Against the backdrop of global warming and exhaustion of fossil resources, production of chemical products using renewable resources, along with production of biofuels, is recognized as an emerging industry, biorefinery, which is an important means for realizing a low-carbon society, and has attracted keen attention.
However, production of biophenol using renewable resources is less productive as compared to production of lactic acid or ethanol because the metabolic reaction from a raw material saccharide consists of a great many steps. In addition, for the reasons that produced phenol inhibits bacterial proliferation and that phenol is cytotoxic, industrial production of phenol has been considered to be impossible.
Important use of phenol is phenol resins. A phenol resin, which is produced by addition condensation of phenol and aldehyde, is one of the oldest plastics, and with its properties including excellent heat resistance and durability, is used for various purposes, such as an alternative automotive material to metal, a semiconductor seal material, and a circuit board even today. Due to extremely high reactivity of phenol and aldehyde as raw materials and to the complicated three-dimensional network structure of resulting phenol resin polymers, precise structural designing and development into nanomaterials thereof had been considered difficult and so had been application to high-value-added use. However, in recent years, the theory of physical-properties of polymers and the simulation thereof have rapidly developed, and therefore it has gradually become possible to create highly functional materials from phenol resins by refining the network structure. Under the circumstances, the phenol resin production in Japan is also increasing year by year.

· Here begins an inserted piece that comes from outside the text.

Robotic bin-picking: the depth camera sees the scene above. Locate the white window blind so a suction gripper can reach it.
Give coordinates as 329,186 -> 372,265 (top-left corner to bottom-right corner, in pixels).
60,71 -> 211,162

The currently employed industrial production process of phenol (cumene process) is a typical energy-consumptive process in the chemical industry using petroleum-derived benzene and propylene as raw materials, and requiring great amounts of solvent and thermal energy. Therefore, in the light of global environment conservation and greenhouse gas reduction, there is an urgent need to develop an environment-conscious, energy saving process that allows production of phenol from renewable resources and can reduce carbon dioxide emissions and waste products, that is, to establish biophenol production technologies.
No phenol-producing bacteria in nature have been reported so far.
Examples of known phenol producing technologies using recombinant bacteria include Non Patent Literature 1. In the process of Non Patent Literature 1, a strain constructed by transferring a tpl gene which is derived from Pantoea agglomerans and encodes tyrosine phenol-lyase into a solvent-resistant strain Pseudomonas putida S12, and a strain constructed by transferring an aroF-1 gene which is derived from a Pseudomonas putida S12 strain and encodes DAHP (3-deoxy-D-arabino-heptulosonate 7-phosphate) synthase into a Pseudomonas putida S12 strain were created and used. In addition, from among strains constructed by transferring an aroF-1 gene which is derived from Pseudomonas putida S12 strain and encodes DAHP synthase into Pseudomonas putida S12 strains, strains resistant to m-fluoro-DL-phenylalanine, which is an analogue of phenylalanine or tyrosine, were selected and used. Further, from among the selected strains, strains resistant to m-fluoro-L-tyrosine were selected and used. These strains were subjected to a fed-batch culture under aerobic conditions using glucose as an only carbon source for phenol production in the disclosed technology.
However, the process of Non Patent Literature 1 does not have a practically sufficient phenol productivity.